Enters season 2 of ”Octopus“Stunt Coordinator Park Young-Sick was less concrete with upting the ante of season 1’s action work (which Won an Emmy for Outstanding Stunt Performance) Than with Aligning The Fight Sequet Seques With The Characters’ More Desperate Motional States. As Blank Slas, Unaware of Just How Brutal A Fight To The Death They Were Enteries.
“I think everyone came into the games that already know what will happen – people will die. This is a great game they play,” Park said through a translator. “Gi-Hun comes in in a very solemn and decisive way, where he promises to save other people. He has had the years of training. So we wanted to portray how he was a little more skilled than he was in season 1.”

This is clear in section 7, where Gi-Hun leads a rebellion against the masked guards dressed in hot pink jumpsuits. When one of the guards approaches him as he plays dead on the floor, he jumps smoothly on his feet and over -aggravates his enemy. And he is not the only player with greater physical abilities this time. Park and his colleague Stunt Coordinator Jeong Seong-Ho also had to show the skill of new competitors that are ex-military or, in the case of In-Ho (Lee Byung-Hun), ex-police.
In a scene, in-ho, alias Fronta supervisor of the competition masked as a player, confronts the purple hair braggart Thanos . In a quick, seemingly simple move, in-ho Thanos throws to the ground and begins to stifle him with one hand while raising the other in a tight fist ready to beat.

“He has already killed and injured many people,” Park said. “So when he wants to attack someone, there is no doubt. Thanos and Nam-gyu, they are not big warriors. They are just bullies, the bad kids on the neighborhood. So we wanted to make sure there was that balance there. I had a lot of fun with it.”
A particularly brutal battle takes place in men’s bathrooms. Thanos, Thanos, abounds Myung-Gi, until his opponent suddenly shoots a fork in Thanos chin and kills him. After going through to block with the actors, the stunt coordinators worked closely with makeup and prosthetic types to determine the fork’s entrance point and degree of gore on Thano’s face, which the camera holds in a tight shot.

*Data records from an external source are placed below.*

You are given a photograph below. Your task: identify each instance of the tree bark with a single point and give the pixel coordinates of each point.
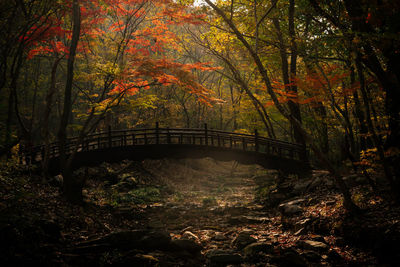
(71, 187)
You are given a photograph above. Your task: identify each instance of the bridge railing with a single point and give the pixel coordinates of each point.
(173, 136)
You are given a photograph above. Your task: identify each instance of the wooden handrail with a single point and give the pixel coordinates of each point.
(176, 136)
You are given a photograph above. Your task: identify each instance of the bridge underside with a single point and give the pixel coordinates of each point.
(142, 152)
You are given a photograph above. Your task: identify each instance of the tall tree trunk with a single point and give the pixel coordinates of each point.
(46, 116)
(72, 188)
(294, 107)
(348, 202)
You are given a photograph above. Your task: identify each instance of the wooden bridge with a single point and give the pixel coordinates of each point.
(156, 143)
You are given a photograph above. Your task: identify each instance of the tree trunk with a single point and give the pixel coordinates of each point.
(348, 202)
(72, 188)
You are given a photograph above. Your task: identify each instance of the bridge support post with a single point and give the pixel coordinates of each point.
(157, 134)
(256, 145)
(205, 134)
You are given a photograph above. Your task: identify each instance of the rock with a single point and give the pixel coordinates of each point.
(301, 186)
(255, 220)
(313, 245)
(264, 180)
(257, 247)
(302, 224)
(219, 236)
(223, 257)
(290, 257)
(187, 245)
(274, 198)
(190, 236)
(57, 180)
(290, 209)
(130, 239)
(301, 231)
(312, 256)
(51, 229)
(243, 239)
(134, 259)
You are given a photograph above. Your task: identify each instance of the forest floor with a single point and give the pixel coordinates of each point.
(194, 213)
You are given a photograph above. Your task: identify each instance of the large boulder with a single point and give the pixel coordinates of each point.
(255, 248)
(243, 239)
(223, 257)
(313, 245)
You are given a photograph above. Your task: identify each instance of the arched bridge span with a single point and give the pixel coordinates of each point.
(156, 143)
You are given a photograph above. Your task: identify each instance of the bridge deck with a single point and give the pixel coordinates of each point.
(174, 142)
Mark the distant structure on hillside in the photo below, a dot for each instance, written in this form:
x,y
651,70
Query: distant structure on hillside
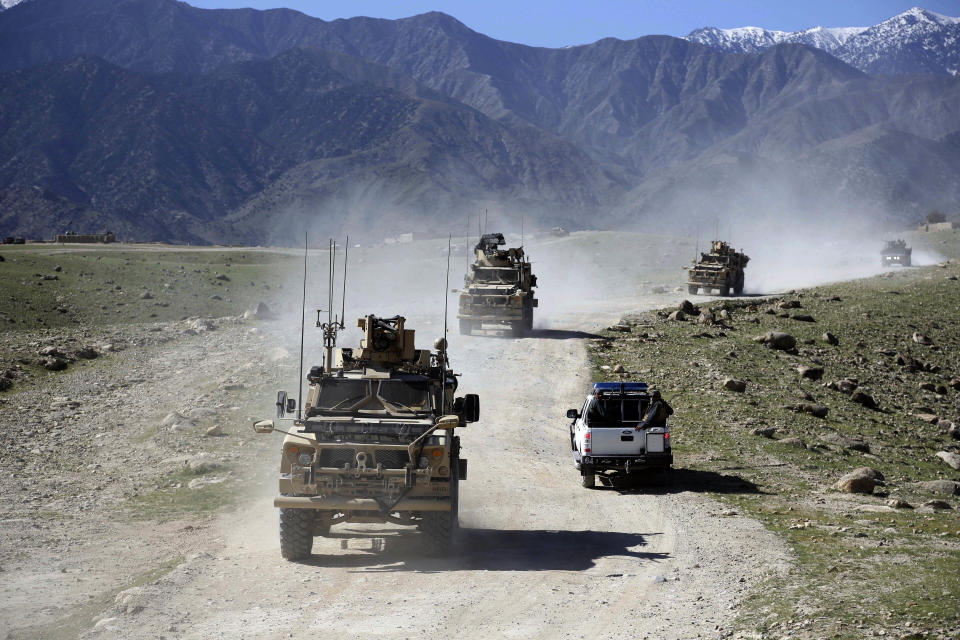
x,y
938,226
87,238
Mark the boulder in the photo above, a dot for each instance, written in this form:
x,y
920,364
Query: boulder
x,y
810,372
732,384
778,340
952,459
863,398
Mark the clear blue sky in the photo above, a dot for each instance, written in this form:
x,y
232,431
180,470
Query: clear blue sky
x,y
560,23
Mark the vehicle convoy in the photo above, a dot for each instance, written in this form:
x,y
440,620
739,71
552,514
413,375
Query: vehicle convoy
x,y
498,289
720,269
375,441
896,252
607,434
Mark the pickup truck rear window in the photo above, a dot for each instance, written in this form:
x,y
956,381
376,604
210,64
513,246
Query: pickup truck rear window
x,y
613,412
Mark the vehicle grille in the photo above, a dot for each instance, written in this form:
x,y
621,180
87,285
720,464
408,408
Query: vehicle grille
x,y
337,457
393,459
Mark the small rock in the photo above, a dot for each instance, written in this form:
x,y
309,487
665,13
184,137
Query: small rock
x,y
810,372
732,384
952,459
687,307
946,487
778,340
87,353
54,364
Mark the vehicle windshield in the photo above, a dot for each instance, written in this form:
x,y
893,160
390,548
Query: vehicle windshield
x,y
374,396
497,276
614,411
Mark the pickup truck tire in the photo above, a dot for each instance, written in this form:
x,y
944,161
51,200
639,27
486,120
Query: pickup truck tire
x,y
296,533
588,479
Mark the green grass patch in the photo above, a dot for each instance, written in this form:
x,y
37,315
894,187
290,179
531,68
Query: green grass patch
x,y
859,567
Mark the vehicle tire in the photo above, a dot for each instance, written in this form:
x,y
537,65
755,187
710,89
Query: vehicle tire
x,y
588,479
296,533
738,288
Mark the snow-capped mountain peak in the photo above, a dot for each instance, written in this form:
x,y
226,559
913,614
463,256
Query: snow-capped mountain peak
x,y
915,41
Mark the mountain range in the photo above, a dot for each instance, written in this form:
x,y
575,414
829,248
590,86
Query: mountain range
x,y
164,121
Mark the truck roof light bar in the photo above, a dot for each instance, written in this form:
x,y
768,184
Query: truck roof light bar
x,y
619,387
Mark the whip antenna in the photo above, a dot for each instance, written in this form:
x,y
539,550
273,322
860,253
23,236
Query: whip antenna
x,y
343,299
303,311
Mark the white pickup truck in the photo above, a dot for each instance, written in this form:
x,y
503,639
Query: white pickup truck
x,y
604,435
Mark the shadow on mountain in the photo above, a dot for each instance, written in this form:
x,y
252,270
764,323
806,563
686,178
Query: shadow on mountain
x,y
483,550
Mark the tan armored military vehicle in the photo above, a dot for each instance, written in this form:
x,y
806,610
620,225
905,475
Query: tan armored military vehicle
x,y
896,252
721,269
498,289
375,442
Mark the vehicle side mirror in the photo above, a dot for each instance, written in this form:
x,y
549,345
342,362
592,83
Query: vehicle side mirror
x,y
471,407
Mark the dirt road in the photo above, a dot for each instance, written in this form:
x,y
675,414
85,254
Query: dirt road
x,y
540,557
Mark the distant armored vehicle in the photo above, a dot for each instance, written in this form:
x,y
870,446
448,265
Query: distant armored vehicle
x,y
498,289
720,269
89,238
375,441
896,252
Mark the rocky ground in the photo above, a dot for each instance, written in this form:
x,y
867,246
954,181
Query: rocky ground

“One of the important points we had to deliver through that sequence was the clear death of Thanos,” Park said. “For some numbers you can go into this sequence with this person dying after an intense struggle – you would show a broad fighting scene and then you would find him dead. But we didn’t want to. We wanted to convey a sense of punishment for his evil – almost karma.”
Of course, this is “Squid Game”, the violence gets more violence. Moments after Thano’s bloody passing, the camera pulls back to reveal the whole group that strikes each other, pursues opponents in booths and throws bodies into mirrors. “We needed to show that people were in groups, that they came to each other from different pages, which is why we wanted to use some of the broader pictures,” Park said. Here, too, some players are more deep in the ring than others. “Just as much as the story of each character is extremely important, their physical abilities are very important for designing the action,” Park said. “It’s one of the most important things with my work.”